Hard metal parts result from the process of quenching.
Metal fabricators use quenching to generate hardened metal parts, including gears.
During annealing, a metal manufacturer softens metal to obtain greater ductility.
Softening occurs by re-heating metal above the indicated temperature for re-crystallization for a designated period of time before cooling.
This process enhances the ductility of many types of metal, including silver, brass, steel and copper.
Annealing occurs extensively in the semiconductor and electronics industry.
Case hardening generates hard, wear-resistant surfaces. It's used widely today.
Typically case hardening relies upon carburizing or nitriding in conjunction with a heat source to toughen exterior surfaces through the diffusion of carbon or nitrogen atoms.
Modern case hardening occurs under highly controlled conditions.
This process helps produce gears, cams and cylinder sleeves.
Manufacturers employ electromagnetic currents to produce hardened metal surfaces.
An induction coil typically surrounds a work piece. It heats the metal.
This process occurs in mass-production settings.

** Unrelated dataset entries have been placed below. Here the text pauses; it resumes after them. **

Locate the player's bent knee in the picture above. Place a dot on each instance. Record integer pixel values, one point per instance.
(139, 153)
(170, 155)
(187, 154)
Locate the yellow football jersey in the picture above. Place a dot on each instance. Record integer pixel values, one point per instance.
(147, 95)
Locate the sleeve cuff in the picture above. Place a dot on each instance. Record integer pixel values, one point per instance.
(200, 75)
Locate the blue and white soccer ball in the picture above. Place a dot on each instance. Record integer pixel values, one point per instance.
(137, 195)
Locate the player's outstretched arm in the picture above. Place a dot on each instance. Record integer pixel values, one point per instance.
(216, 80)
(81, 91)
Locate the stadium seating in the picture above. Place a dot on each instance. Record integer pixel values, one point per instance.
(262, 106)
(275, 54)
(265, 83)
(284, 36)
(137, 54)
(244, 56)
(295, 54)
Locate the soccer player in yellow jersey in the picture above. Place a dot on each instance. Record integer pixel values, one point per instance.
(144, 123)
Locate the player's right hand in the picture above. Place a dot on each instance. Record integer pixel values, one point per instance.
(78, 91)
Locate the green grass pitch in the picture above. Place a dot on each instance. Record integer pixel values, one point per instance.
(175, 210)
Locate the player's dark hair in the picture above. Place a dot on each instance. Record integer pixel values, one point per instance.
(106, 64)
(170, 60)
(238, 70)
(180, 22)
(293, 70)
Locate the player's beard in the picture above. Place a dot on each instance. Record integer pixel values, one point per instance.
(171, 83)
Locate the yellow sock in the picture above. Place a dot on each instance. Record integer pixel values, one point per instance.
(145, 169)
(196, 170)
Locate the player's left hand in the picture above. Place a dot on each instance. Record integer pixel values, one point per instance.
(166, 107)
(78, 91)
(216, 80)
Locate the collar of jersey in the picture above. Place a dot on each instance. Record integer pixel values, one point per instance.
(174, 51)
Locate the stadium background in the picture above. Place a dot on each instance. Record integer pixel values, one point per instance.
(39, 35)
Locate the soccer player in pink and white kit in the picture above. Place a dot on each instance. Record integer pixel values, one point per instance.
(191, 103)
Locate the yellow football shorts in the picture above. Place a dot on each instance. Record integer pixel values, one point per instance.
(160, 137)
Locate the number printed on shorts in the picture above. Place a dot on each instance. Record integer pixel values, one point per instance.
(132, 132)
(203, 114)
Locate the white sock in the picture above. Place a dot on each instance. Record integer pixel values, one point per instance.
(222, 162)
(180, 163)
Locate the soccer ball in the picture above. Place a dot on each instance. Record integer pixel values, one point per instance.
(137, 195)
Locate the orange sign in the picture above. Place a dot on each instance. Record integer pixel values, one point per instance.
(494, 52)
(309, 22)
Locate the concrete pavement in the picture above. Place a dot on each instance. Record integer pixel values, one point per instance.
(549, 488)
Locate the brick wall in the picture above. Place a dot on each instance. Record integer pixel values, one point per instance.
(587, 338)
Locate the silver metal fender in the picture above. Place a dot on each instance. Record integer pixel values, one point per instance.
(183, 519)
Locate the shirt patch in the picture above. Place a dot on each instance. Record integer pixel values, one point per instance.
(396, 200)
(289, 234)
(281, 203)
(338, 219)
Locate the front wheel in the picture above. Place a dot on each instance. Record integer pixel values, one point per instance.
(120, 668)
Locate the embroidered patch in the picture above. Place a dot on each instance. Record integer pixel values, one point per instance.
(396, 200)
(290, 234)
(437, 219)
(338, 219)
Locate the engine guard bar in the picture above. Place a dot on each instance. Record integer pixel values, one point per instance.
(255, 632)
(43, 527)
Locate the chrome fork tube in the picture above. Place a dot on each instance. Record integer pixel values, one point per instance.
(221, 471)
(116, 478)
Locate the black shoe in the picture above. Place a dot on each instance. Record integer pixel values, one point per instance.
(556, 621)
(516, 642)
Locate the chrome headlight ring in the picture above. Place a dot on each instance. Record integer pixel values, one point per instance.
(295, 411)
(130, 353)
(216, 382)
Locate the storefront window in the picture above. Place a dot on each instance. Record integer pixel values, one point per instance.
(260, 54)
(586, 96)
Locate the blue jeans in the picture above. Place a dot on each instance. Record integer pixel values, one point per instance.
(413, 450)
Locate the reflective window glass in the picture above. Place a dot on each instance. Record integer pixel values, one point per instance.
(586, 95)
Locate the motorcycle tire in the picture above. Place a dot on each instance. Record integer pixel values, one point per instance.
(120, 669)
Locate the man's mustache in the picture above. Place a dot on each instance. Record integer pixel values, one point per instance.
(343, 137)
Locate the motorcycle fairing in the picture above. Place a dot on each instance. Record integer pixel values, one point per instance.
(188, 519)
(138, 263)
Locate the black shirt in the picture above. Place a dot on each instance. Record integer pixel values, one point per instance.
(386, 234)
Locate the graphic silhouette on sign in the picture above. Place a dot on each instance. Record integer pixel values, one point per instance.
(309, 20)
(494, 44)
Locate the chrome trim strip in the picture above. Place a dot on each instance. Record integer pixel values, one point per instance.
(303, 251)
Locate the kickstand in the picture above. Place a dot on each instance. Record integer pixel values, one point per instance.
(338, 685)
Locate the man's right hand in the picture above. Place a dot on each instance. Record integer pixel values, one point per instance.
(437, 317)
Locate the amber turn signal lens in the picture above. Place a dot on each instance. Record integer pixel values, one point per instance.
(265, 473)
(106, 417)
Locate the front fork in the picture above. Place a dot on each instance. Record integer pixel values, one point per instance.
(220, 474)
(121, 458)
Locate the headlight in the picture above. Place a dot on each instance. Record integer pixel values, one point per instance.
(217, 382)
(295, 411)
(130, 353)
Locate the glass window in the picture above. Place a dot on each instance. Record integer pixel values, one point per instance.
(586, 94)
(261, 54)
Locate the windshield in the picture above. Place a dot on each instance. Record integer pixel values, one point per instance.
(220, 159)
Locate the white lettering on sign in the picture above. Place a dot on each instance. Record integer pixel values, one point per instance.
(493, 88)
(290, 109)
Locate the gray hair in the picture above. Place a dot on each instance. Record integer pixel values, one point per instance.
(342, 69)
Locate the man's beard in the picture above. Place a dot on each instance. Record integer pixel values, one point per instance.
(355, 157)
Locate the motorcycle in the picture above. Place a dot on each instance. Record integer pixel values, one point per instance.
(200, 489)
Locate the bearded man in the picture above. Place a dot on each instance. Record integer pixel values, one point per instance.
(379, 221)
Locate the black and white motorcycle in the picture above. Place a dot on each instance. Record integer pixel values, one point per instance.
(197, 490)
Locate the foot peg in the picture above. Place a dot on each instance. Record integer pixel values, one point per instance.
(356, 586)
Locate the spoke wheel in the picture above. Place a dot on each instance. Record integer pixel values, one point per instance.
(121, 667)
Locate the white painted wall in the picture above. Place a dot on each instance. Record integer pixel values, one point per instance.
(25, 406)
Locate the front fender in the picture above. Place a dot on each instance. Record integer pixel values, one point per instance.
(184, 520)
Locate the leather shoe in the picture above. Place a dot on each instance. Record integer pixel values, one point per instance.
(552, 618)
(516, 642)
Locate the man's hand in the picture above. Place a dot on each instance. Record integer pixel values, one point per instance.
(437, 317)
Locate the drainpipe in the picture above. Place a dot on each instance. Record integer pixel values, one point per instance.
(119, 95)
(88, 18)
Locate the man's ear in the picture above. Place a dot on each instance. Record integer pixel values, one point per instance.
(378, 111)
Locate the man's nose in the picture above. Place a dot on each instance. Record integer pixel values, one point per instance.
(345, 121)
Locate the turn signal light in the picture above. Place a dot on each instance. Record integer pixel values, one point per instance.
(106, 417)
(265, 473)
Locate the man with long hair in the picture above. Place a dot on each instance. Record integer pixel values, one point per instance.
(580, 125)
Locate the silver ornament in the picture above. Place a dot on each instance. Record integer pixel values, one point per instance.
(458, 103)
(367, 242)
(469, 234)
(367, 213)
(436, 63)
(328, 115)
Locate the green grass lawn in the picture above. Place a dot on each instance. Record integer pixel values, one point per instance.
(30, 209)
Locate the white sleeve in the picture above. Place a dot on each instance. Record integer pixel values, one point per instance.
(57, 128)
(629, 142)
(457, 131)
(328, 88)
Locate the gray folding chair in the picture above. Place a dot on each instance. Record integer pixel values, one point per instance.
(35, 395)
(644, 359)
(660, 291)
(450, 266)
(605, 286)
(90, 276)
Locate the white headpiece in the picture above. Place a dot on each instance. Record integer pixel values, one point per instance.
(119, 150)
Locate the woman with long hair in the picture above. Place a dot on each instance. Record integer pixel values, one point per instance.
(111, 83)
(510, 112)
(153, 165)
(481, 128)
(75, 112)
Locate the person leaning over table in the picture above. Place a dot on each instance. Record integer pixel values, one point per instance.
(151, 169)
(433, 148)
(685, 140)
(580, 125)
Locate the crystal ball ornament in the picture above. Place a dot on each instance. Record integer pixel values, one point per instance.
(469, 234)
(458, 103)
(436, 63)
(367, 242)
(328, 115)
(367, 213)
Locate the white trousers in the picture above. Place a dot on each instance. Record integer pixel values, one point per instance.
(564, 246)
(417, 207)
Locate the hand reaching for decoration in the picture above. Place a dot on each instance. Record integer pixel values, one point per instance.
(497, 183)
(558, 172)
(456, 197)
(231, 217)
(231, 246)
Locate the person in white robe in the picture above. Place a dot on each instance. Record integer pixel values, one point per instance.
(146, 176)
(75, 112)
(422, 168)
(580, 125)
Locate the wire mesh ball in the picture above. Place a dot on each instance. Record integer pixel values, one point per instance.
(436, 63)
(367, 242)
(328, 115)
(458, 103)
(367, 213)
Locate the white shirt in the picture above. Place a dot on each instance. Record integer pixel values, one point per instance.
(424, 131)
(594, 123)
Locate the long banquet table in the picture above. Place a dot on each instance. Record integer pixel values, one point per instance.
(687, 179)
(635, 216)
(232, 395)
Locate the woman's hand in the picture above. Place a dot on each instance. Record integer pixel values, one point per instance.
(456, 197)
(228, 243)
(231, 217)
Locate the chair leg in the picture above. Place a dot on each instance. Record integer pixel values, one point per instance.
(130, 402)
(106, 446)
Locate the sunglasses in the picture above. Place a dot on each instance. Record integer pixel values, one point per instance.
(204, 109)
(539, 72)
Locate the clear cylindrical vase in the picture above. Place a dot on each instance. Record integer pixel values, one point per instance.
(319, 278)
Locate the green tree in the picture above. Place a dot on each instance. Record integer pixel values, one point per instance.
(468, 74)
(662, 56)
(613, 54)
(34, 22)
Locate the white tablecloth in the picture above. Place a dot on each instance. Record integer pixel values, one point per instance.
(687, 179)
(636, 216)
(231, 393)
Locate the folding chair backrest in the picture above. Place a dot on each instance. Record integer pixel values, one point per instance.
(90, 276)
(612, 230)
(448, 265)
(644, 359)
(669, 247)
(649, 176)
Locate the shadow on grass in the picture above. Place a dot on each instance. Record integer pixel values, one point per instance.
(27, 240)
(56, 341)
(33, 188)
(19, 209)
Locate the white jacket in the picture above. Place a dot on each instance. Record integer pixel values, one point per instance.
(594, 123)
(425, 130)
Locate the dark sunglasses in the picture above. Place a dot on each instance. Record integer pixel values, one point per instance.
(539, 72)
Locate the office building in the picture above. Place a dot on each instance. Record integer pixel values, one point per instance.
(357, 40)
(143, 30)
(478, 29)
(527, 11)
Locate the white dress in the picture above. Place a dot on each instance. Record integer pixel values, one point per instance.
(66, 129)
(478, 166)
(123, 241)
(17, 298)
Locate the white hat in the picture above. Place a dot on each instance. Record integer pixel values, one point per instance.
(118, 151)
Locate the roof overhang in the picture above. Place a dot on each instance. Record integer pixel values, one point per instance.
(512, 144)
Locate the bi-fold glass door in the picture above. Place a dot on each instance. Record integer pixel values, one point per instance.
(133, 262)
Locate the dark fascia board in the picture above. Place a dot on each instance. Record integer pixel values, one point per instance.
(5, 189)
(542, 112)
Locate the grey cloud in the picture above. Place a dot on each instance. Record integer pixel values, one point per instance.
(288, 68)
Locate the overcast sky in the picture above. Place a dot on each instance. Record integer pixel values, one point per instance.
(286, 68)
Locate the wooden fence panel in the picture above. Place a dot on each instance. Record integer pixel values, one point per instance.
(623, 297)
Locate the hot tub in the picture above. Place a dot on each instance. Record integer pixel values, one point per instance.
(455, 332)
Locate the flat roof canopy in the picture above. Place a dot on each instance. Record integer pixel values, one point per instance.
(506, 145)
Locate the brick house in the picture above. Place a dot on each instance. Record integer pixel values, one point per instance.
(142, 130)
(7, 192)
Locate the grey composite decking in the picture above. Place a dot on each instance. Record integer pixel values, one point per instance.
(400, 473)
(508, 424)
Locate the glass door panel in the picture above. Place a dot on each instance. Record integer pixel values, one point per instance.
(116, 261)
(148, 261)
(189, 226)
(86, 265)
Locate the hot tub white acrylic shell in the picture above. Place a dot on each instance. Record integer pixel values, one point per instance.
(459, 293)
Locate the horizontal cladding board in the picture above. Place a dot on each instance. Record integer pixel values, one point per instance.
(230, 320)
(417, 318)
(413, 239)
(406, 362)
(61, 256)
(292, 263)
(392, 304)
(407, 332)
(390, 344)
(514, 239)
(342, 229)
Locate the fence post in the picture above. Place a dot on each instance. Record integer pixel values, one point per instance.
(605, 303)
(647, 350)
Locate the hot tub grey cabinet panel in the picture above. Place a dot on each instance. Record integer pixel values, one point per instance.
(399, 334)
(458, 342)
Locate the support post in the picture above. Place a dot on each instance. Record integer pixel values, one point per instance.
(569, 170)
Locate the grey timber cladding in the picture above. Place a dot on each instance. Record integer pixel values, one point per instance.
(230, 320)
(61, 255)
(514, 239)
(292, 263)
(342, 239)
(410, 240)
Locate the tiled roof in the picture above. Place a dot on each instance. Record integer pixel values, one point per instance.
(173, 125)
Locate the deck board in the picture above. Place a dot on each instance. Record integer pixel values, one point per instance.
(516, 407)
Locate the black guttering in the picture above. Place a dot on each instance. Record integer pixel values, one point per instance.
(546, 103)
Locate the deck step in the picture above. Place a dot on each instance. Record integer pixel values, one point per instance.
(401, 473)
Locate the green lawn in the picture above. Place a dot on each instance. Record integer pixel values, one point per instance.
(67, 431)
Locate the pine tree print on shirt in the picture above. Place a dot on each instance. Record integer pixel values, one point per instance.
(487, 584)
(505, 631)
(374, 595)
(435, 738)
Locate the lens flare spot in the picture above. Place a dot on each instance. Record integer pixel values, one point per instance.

This process hardens auto axles.
Normalization involves the annealing of ferrous alloys.
The re-heating usually occurs at very elevated temperatures.
Normalizing will reduce brittleness, making metal parts less likely to fracture.
Steel parts requiring extensive machining often benefit from normalization.
Tempering can soften metal after hardening in order to reduce brittleness.
During tempering, a metal fabricator re-heats metals, often to very high temperatures, then allows the work pieces to cool gradually for a designated period. The temperatures utilized during tempering vary based upon the component.
Tempering decreases brittleness.
Springs and metal tools often undergo tempering.
Heat Treating Applications and Benefits
Heat treating metal components offers numerous benefits. These include hardening and softening metals to enhance wear resistance and reduce brittleness. In many circumstances, heat treated parts last for longer periods of time and resist corrosion in harsh environments more effectively. Softening enables manufacturers to alleviate interior stresses.
Industrial metal parts manufacturers employ two processes very widely to achieve metal softening: annealing and tempering. Softening typically helps decrease the hardness and brittleness of a work piece. It tends to increase ductility by reducing interior stresses which might cause strain or fracturing.
Overall, this stress relieving process usually increases the toughness of metal. It may also further refine interior grain structures and, in some cases, modify the electromagnetic properties of the constituent metal.
Some metal heat treating processes, such as case hardening and induction hardening, enhance the hardness of metal work pieces. Metal parts manufacturers may employ these processes in order to improve a component's strength and wear properties. For instance, engine gear manufacturers often harden the metal in order to augment a component's ability to withstand a lot of friction and stress during daily operations.
The specific metal hardening process can make a significant difference in the costs and manufacturing resources required. For instance, case hardening usually relies upon a continuous heat source, such as a blast furnace. By contrast, induction hardening utilizes an electromagnetic current during heating.
Heat treating may alter other properties of a metal in addition to impacting hardness or softness. In the past, manufacturers have employed these processes to augment stress relieving properties of parts intended for use in harsh environments, for instance. Softening usually makes a part less brittle and more resilient.
Companies sometimes employ heat treating during the finishing stages in order to enhance the anticipated lifespan of a metal component. For example, heat treating may improve the metal's internal stress relieving capabilities. Softening hard metal parts promotes greater toughness.